‘Remembering and Committing’ to Representation in Advocacy Leadership for World AIDS Day
This year, World AIDS Day celebrates its 35th anniversary under the banner of “Remember and Commit”. As someone who was born in the mid 1980s, I do not have the experience of remembering a world before HIV, though I did have the privilege of being deeply influenced by fierce HIV activists and People Living With HIV (PLWH) from the time I was very young. My first memories of HIV involve my beloved Auntie Michelle, who was an HIV program monitor from the late 80s through the 2010s. In crumbling pastels, she covered her entire driveway in sidewalk chalk to help explain her work and how systems of HIV care interacted on local and national levels. My eleven-year-old brain was fascinated as she illustrated how the strongest programs placed people who had lived experience at the center of leadership and program development… and also what happened when the voices of those people were ignored.
I don’t have memories of what the world was like before HIV, but I remember my Auntie and her best gay friends (who were the first gay adults I had ever met) walking my pre-teen self down Belmont Avenue in Chicago, sharing memories of where they had partied before the parties became eclipsed by the HIV epidemic. Nestled among those very venues, they also made a point to show me one of the first youth drop-in centers to offer HIV testing, counselling, and support groups in Chicago. They shared about how they had been involved in evolving similar programs to expand access to HIV care in hospitals and neighborhood health clinics throughout Cook County – always championing the ways that PLWH were steering the vision of what those services should look like.
As a young “sick kid” who was already too familiar with the power dynamics of not being heard in medical settings, I remember being in awe that impacted people could ever have power over how their healthcare was delivered, let alone be in positions of leadership to direct how it could be done. In being generous with their memories of a world before HIV, and of what they had helped to build after it, they fostered my sense of legacy in advocacy, and helped shape my dreams of what we might have the power to collectively build in the future.

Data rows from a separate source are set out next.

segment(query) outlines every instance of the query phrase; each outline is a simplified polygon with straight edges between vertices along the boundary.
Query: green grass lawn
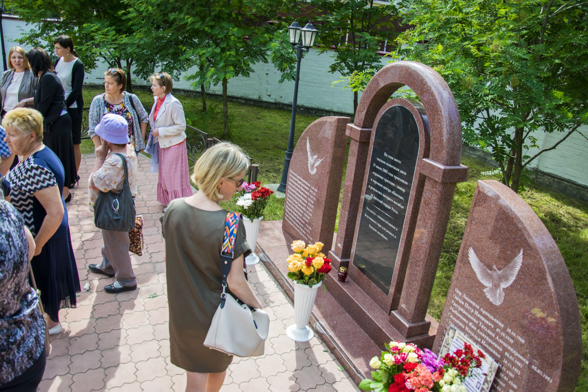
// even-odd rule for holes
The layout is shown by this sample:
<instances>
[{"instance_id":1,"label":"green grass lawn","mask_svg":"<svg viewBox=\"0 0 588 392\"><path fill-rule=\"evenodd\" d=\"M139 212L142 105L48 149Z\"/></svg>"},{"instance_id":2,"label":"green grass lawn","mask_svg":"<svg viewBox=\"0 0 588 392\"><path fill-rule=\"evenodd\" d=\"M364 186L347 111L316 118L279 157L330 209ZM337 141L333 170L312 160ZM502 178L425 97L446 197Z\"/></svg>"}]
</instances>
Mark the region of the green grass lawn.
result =
<instances>
[{"instance_id":1,"label":"green grass lawn","mask_svg":"<svg viewBox=\"0 0 588 392\"><path fill-rule=\"evenodd\" d=\"M84 102L89 106L92 98L103 91L85 89ZM143 104L151 107L151 93L138 93ZM212 136L222 139L222 106L219 100L209 100L207 112L202 113L201 100L178 97L182 102L188 123ZM263 184L279 182L283 165L284 152L288 144L290 112L264 109L239 103L229 103L230 141L241 146L259 165L259 179ZM296 136L298 140L304 129L318 118L298 114ZM91 142L83 140L82 153L93 152ZM459 247L472 205L476 182L479 179L499 179L497 176L482 177L482 172L492 170L479 161L462 157L462 163L469 167L467 179L457 184L452 206L449 223L443 243L441 258L435 279L429 313L437 320L445 303L449 283L457 260ZM190 163L191 167L193 164ZM582 374L576 392L588 391L588 206L560 193L537 186L526 185L521 197L533 209L551 233L563 256L576 289L582 323L583 355ZM340 199L339 200L340 204ZM234 202L224 203L232 209ZM283 199L272 197L264 214L266 220L281 219Z\"/></svg>"}]
</instances>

With this kind of role-modeling, it is perhaps unsurprising that I would find myself both enamored and enraged in the world of healthcare advocacy and policy development as an adult. While it still feels like the field of HIV is more intentional than others in incorporating people with lived experience into leadership roles, there is still plenty of room to more meaningfully center PLWH in our advocacy movements and beyond. And one area we still frequently lag in is ensuring our representation and leadership evolves with the epidemic. Far too many boards and chief executives reflect a heavy white, cis, male experience. Far too often, if leadership has any reflection of diversity among PLWH, it’s very tokenizing. This is especially true for women and trans people.
On a smaller scale, it is now broadly expected (and sometimes legally required) for clinics and programs to house community advisory boards to help guide their practices. Unfortunately, it is less common for those boards to be adequately representative of the communities they serve, and even less common for those boards to have meaningful power in decision making or policy setting within their spheres. What does accountability look like in our collective commitment to centering the voices of PLWH in our advocacy movements? In my experience, it is much easier for people who are not living with HIV to wax poetic about what that can look like, while refusing to cede, shift, or share power in meaningful ways.
From conversations with loved ones, colleagues, and elders who were engaged in early HIV activism, I am reminded that the PLWH at the forefront of the movement were not there because they had been “allowed” to be by people who were not living with HIV, but because they demanded that their voices be heard in all of the spaces in which their lives were discussed. The urgency that motivated their call to action may not look the same now as it did 35 years ago, but the commitment that they demanded from those in power remains the same.
On this World AIDS Day, may we all remember the voices, lives, and sacrifices that PLWH the world over have made to ensure that their voices are the ones propelling our movement. May we remember our commitment to not only hire, but to invest in PLWH and communities highly affected by HIV. May this stream of memory renew our commitments to empowering both new and seasoned leaders who are living with HIV to build a world where everyone can thrive, regardless of their status - and may we remember our individual power to advocate in our own back yards and reflect on how we can hold ourselves accountable to that charge as we move forward in this epidemic together.